Studios, meublés,… les mauvais élèves de l’encadrement des loyers

Partagez

L'association de consommateurs CLCV affirme que plus de quatre annonces de location sur dix à Paris ne respectent pas l'encadrement des loyers. Dans plusieurs cas de figure (annonces passées sur leboncoin.fr, studios, logements loués en direct, meublés), une majorité de locations ne sont pas conformes à la loi.

 
Les locations qui respectent le moins l’encadrement des loyers à Paris

Trois mois après son entrée en vigueur, l'encadrement des loyers peine à s'installer à Paris. En effet, 42% des annonces de location dépassent les plafonds de loyers autorisés depuis le 1er août dernier, affirme une étude* de l'association de consommateurs CLCV. Elle explique également que les loyers non conformes excèdent de 146,51 euros par mois en moyenne le plafond légal. « Si, dans certains cas, le dépassement est minime, à peine quelques euros (sans doute une maladresse dans le calcul du loyer), il excède régulièrement la centaine d'euros pour atteindre, sur une annonce bien précise, 888 euros ! », ajoute-t-elle.

L'enquête met en avant quatre situations particulières, dans lesquelles environ la moitié des locations n'appliquent pas l'encadrement des loyers.

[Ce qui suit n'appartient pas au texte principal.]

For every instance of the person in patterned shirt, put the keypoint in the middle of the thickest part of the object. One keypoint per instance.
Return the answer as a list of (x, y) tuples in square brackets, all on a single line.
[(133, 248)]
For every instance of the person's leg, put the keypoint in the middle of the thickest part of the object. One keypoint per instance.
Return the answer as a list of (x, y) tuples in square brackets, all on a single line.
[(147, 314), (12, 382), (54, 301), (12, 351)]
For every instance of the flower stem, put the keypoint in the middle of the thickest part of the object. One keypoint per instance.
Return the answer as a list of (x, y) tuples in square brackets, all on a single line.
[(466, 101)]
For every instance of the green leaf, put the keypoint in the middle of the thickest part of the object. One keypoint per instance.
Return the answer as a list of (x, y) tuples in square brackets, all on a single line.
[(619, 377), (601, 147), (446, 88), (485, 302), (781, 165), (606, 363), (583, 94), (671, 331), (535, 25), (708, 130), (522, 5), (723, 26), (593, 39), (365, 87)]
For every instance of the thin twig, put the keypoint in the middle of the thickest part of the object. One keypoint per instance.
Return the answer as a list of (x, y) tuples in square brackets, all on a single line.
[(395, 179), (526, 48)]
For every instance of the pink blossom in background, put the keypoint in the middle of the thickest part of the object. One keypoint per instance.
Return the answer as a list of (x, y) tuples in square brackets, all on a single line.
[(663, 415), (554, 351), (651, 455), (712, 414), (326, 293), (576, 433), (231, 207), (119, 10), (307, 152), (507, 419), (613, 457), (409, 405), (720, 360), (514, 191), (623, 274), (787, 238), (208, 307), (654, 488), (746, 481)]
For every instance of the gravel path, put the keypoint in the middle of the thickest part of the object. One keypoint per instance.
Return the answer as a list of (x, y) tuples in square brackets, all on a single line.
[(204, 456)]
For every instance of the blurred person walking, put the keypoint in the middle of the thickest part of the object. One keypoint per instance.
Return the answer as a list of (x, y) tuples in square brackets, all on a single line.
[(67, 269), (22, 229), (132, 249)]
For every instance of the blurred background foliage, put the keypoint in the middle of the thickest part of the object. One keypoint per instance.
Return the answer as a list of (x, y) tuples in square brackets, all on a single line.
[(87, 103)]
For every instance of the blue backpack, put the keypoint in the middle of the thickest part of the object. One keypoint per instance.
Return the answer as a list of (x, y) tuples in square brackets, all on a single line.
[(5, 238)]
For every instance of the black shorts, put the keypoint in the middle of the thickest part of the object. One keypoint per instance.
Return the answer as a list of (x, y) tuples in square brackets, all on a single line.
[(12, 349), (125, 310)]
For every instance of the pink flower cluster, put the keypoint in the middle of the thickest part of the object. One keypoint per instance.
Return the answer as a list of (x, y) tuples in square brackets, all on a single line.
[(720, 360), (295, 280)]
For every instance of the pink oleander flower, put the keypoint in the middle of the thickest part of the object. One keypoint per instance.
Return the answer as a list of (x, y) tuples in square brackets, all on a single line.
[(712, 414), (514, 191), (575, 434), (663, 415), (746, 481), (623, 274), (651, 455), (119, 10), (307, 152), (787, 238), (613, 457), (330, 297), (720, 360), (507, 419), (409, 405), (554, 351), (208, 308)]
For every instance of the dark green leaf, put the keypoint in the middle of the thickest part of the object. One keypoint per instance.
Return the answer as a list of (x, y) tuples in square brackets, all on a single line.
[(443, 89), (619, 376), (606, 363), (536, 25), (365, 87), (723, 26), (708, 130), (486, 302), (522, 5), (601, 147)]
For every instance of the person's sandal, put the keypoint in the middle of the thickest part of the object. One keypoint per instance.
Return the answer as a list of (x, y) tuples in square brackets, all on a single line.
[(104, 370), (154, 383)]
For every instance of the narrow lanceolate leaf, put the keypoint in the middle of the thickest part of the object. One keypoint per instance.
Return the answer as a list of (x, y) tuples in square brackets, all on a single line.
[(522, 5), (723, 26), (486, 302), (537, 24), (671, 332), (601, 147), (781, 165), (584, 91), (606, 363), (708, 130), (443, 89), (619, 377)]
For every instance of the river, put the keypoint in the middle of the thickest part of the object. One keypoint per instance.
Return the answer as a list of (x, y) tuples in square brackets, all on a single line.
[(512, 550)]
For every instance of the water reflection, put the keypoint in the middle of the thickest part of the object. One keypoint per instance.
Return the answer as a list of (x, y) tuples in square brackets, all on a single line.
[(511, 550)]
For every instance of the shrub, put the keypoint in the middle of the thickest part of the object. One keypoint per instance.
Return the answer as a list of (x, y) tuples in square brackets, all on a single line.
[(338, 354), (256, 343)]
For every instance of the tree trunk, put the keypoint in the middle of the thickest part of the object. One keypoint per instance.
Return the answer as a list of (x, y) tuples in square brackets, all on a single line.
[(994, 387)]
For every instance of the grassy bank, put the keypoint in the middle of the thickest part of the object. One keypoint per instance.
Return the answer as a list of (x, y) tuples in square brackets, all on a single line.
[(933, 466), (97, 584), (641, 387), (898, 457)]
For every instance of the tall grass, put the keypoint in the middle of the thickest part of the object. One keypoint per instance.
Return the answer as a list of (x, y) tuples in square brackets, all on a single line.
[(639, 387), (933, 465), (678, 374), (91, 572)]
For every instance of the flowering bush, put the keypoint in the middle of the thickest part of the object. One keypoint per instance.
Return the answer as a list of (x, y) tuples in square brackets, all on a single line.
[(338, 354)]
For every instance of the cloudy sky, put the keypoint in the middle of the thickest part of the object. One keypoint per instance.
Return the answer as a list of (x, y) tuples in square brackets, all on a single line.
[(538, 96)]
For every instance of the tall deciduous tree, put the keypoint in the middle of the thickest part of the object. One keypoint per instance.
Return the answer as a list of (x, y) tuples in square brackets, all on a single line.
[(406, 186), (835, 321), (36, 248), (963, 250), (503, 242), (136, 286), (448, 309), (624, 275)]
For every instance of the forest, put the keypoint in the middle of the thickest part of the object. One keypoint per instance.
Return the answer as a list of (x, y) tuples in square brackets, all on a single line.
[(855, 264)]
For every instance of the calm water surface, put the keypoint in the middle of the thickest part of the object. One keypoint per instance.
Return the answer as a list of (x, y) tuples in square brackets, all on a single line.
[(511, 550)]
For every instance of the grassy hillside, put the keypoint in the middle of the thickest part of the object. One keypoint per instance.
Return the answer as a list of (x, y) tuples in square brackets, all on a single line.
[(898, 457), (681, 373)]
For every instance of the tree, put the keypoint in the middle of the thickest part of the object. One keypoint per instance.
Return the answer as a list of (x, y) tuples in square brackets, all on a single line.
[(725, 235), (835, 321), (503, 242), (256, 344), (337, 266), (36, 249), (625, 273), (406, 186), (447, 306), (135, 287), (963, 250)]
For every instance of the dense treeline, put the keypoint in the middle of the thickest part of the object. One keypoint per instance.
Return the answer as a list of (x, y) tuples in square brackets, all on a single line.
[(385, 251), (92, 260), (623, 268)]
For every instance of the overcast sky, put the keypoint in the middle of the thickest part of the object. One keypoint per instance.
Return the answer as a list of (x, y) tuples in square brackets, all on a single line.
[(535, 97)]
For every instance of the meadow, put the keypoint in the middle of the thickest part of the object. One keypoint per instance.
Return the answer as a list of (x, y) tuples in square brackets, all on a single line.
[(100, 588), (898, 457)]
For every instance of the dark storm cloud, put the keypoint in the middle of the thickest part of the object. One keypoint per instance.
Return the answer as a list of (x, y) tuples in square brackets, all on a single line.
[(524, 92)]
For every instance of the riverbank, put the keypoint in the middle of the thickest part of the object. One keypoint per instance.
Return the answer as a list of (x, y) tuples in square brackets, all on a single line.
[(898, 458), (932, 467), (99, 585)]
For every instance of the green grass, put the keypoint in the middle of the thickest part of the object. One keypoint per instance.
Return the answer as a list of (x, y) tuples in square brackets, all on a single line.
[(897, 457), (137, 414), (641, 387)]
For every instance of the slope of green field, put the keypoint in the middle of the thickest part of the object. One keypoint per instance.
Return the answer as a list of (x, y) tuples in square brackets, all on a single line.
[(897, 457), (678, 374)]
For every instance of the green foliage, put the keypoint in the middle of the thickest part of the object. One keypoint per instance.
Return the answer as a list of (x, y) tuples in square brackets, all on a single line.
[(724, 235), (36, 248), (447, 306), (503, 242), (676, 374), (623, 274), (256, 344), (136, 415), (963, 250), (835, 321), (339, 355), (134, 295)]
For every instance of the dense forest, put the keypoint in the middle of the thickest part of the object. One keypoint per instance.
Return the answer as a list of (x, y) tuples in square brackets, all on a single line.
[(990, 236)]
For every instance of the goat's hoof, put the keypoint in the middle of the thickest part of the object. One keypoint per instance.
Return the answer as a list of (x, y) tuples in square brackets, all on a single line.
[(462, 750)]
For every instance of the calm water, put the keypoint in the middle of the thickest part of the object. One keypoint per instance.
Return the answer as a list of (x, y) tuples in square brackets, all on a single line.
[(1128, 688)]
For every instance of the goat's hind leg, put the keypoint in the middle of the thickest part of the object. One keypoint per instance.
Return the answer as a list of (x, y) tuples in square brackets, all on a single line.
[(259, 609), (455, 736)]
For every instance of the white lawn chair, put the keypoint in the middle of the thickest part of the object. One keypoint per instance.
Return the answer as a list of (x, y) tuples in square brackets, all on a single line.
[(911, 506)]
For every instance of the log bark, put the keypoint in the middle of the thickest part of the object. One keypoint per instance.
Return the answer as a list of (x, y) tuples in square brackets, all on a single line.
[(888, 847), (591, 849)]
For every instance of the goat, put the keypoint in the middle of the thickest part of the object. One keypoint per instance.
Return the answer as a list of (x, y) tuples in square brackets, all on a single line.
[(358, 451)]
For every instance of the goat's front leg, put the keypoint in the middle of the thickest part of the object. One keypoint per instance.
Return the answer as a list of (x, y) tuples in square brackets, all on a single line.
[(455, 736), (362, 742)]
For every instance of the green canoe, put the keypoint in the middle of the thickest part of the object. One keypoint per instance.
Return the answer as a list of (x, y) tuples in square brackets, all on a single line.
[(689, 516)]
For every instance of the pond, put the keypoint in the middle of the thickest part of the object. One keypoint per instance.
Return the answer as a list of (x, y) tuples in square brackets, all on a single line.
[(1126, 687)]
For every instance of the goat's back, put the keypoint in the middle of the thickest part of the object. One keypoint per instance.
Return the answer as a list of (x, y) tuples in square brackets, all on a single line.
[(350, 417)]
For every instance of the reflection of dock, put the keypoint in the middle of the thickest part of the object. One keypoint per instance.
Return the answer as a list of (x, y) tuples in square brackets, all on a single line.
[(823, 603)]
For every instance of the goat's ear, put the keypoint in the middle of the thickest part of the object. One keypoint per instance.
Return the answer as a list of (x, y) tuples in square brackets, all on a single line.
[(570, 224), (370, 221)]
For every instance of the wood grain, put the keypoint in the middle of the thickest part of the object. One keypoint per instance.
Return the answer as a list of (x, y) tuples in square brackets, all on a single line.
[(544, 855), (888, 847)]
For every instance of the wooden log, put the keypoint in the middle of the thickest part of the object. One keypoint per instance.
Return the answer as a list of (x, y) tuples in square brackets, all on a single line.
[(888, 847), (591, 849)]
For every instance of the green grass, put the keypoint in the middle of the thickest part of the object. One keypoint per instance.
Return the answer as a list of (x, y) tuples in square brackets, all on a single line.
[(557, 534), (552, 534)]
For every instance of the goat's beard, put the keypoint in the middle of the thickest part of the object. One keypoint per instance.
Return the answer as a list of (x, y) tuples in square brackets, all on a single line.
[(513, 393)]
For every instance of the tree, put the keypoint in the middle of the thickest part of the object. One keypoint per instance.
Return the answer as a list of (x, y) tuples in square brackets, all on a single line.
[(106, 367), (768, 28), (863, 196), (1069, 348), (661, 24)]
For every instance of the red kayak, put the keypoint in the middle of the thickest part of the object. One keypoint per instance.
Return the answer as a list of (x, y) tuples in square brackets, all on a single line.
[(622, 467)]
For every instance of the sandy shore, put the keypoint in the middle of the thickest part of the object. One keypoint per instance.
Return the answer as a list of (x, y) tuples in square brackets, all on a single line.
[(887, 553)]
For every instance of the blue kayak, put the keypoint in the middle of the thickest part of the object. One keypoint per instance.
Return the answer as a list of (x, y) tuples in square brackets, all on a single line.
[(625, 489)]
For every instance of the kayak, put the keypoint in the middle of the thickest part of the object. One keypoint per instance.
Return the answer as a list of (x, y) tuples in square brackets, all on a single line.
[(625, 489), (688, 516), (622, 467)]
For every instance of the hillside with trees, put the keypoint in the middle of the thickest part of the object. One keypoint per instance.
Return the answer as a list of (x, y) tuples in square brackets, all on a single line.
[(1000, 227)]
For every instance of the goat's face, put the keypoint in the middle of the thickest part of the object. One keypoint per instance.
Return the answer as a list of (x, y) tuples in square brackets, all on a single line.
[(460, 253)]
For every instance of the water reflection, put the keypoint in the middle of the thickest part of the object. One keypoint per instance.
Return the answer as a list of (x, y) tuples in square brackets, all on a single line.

• Les annonces sur leboncoin.fr

Le site de petites annonces n'est pas le plus recommandable pour trouver une location parisienne à bon prix. Seules 46% des annonces publiées sur leboncoin.fr s'avèrent conformes à la nouvelle réglementation. Le portail se classe ainsi dernier dans le domaine, loin derrière le meilleur élève de l'étude, à savoir le site internet du réseau Century 21 (80%).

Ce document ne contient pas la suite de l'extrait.